SALT LAKE CITY — Maybe it's the chaos of the debt ceiling debate, but I do not hold out a lot of hope for today's meeting between NBA's powers-that-be.
I am not even cautiously optimistic that we will have an NBA season this year. But I do think the players could ensure their survival and make the world a better place if they stop trying to figure out how to make millions and invest some time and attention to the neighborhoods that made them superstars.
It seems cynical, but I do not believe the NBA owners and players will come to an agreement this season.
All we've heard in the month since the NBA owners locked out players on July 1 is how far apart the two sides are.
On June 30, the players offered a six-year deal in which their take of the basketball-related income was reduced from 57 to 54.6 percent. That's estimated to be about $100 million per year (over six years).
Owners, on the other hand, want a 10-year deal, a hard salary cap and a reduction in what players take from basketball-related income from 57 percent to 40 percent. Players dispute the owners' assertion that 22 of the league's 30 teams lost money last season, and contend that the 57 to 40 percent reduction really means reducing player salaries by $2 billion in each of the 10 seasons of the agreement. I am no math wiz, but $100 million per year is light-years away from $2 billion.

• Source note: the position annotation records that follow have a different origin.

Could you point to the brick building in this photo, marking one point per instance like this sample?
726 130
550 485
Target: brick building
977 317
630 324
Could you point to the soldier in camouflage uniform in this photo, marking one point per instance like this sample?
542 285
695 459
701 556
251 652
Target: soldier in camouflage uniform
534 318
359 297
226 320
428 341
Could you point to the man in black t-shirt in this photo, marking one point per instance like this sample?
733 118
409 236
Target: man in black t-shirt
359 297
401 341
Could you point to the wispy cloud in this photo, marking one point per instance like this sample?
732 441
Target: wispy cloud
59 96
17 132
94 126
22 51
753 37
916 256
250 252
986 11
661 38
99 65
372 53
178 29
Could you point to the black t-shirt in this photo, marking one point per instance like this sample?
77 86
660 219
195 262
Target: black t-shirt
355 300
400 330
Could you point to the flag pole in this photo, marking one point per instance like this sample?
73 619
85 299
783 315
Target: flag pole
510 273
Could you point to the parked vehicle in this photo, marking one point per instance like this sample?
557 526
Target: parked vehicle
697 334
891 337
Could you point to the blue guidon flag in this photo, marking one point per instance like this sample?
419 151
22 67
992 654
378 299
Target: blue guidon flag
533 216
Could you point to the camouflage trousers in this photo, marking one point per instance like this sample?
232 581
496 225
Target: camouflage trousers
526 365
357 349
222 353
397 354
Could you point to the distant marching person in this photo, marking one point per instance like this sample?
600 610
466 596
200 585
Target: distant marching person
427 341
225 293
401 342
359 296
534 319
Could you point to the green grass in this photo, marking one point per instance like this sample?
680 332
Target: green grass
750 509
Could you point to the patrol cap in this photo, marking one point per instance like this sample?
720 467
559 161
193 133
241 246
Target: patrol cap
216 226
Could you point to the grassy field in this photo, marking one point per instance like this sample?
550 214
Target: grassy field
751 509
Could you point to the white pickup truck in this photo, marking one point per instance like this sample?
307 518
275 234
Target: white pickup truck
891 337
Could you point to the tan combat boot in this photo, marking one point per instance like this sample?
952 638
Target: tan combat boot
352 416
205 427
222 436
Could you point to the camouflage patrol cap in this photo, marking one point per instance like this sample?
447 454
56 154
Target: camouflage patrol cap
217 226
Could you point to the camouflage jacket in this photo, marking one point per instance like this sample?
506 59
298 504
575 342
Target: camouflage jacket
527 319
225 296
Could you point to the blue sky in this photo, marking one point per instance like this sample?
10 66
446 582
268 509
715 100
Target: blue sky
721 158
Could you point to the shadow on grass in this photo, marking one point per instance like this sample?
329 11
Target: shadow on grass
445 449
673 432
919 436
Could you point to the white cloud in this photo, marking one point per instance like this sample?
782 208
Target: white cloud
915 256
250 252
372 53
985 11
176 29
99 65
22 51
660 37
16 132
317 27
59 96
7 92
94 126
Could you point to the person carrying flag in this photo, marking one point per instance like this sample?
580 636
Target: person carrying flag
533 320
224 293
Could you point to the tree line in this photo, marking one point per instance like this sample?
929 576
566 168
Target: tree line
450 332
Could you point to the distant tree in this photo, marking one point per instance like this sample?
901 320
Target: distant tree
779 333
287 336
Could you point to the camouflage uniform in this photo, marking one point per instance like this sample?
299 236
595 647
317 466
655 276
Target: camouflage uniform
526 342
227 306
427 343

Oh, and then there is the owners saying they will not sign a deal without a hard cap, and the players insistence that any cap be soft.
But there are other reasons to have a heavy heart if you're hoping for any kind of an NBA season. As rumors fly about players investigating opportunities to play everywhere from China to Turkey, the news that Keyon Dooling is negotiating a deal with Turkish team Efes Pilsen was most telling to me. Not only is he the vice president of the National Basketball Players Association, his agent said he was interested in signing a deal with Efes Pilsen to play the entire season — even if the NBA resumes play this season.
Makes me wonder what he knows.
Even if Dooling knows nothing — or just hates Milwaukee — it sounds like he's giving up on the season.
So with the reality sinking in that this basketball season is going to be lost to posturing and finger-pointing, I am hoping for a different kind of season.
I am hoping that instead of searching for overseas opportunities, NBA players will look to invest real time, real sweat and real emotion in the communities where they live and play.
Instead of taking off to a foreign country to make an extra couple million dollars, stay home and invest some of the millions you have already earned on the communities who made that life of luxury possible.
Need ideas? I have a list:
1. Run free clinics for organizations, schools and neighborhoods that can't afford them otherwise. No one will forget about you in a year if you take time to inspire their children.
2. Instead of a token few hours or days, spend some real time working with the homeless, jobless and hungry. The Utah Food Bank just announced it is running low on food. Imagine what someone like Andrei Kirilenko could do for his image (and the image of the Jazz and the NBA) if he'd spend just a little of the $17.8 million he made last year restocking those shelves.
3. Lend their influence and support to animal shelters and animal rescue organizations. What if young people like Gordon Hayward or Derrick Favors didn't just talk about donating to a cause, but actually showed up at a No More Homless Pets or Humane Society fundraiser and exchanged autographs for donations.
4. Host some meet-and-greets that raise money for causes that are near and dear to their hearts. YWCA, the National Ability Center, Shriner's Hospital or the Christmas Box House are just a few suggestions.
5. Help other athletes who compete in lesser-known and less financially blessed sports to accomplish their dreams. See www.rosspowersfoundation.org.
6. Put some elbow grease into making the world a better place. Imagine being an elderly veteran who was disabled while fighting for this country and is now a shut-in, dependent on the kindness of others for food and living essentials. One day, you're waiting for the happy volunteer who not only delivers your meals but also provides you with a few minutes of uplifting conversation, and Paul Millsap knocks on your door. In the four months that NFL players were locked out, there were at least two dozen players arrested, most often for alcohol-related offenses.
NBA players, please show the fans something different.
Instead of a lost season, the public would come to see 2011-2012 as the year the NBA players gave the fans something more lasting than great entertainment.